DE STEFANI, Carlo
Geologo, nato il 9 maggio 1851 a Padova, morto il 12 dicembre 1924 a Firenze. Si laureò in giurisprudenza a Pisa nel 1870. Professò poi per cinque anni prima statistica, indi economia politica nell'università di Siena, pubblicando anche una trentina di memorie su analoghi argomenti, ma nel 1881 abbandonò del tutto anche l'insegnamento delle discipline giuridiche per darsi interamente agli studî di geologia ai quali era stato iniziato alla scuola di Giuseppe Meneghini e nel 1885 successe allo Stoppani nella cattedra di geologia e geografia fisica del R. Istituto di studî superiori (poi università) di Firenze, cattedra che tenne fino alla morte. Ingegno pronto, acuto, originalissimo, trattò con 461 pubblicazioni dei più svariati argomenti nel campo della stratigrafia, della tettonica, della geografia fisica, della paleontologia e financo della malacologia attuale.

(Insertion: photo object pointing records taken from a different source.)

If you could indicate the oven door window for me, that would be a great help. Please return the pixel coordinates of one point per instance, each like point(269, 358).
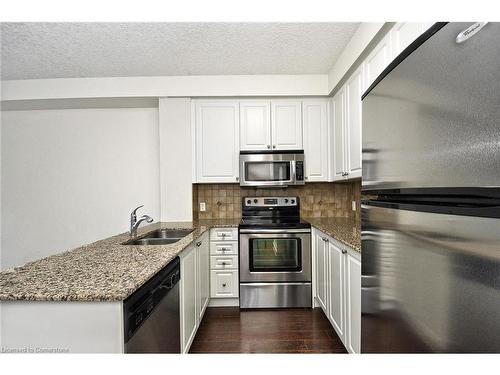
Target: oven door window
point(275, 255)
point(268, 171)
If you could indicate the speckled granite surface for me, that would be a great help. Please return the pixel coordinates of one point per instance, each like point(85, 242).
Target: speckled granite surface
point(104, 270)
point(345, 230)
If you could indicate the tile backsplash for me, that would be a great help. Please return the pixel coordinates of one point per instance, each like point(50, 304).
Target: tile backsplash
point(317, 199)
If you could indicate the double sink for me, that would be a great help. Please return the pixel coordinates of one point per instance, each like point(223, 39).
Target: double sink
point(160, 237)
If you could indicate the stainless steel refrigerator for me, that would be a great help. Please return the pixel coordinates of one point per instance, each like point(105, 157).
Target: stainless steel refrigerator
point(431, 196)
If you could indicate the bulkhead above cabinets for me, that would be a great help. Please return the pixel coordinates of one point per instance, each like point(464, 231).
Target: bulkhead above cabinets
point(327, 129)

In un lavoro sui terreni terziarî superiori del Bacino Mediterraneo (Bruxelles 1891) enunciò il concetto, in seguito accettato in parte o totalmente da parecchi geologi, che i varî piani e sottopiani che erano stati distinti nel Miocenico e nel Pliocenico corrispondessero a differenze di facies anziché di età. La sua classificazione dei terreni pleistocenici è d'altra parte sostanzialmente identica a quella oggi generalmente adottata. Nel campo della tettonica i suoi lavori si riannodano alla tradizione italiana e rappresentano una vera reazione alla tendenza allora imperante, di spiegare i maggiori fenomeni orogenetici con l'ipotesi di fratture della crosta terrestre; così come più tardi reagiscono contro la "teoria dei carreggiamenti". In paleontologia illustrò i molluschi terziarî d'Italia, le flore permo-carboniche della Toscana, i fossili carbonici dell'Elba, i fossili cretacici dell'Appennino, della Tripolitania, ecc. Avviò in modo particolare i suoi allievi, che ebbe numerosi e valenti, allo studio della Penisola Balcanica, in modo da recare nel complesso un imponente contributo italiano alla conoscenza di quelle regioni. La sintesi di questi studî fu da lui esposta in una memoria sulla tettonica del Bacino Adriatico, comparsa nel 1908 e rielaborata nel 1923, in cui sostiene che questo non si è formato per recente sprofondamento come si suole ammettere dai più, ma solo per effetto del ripiegamento "alpino".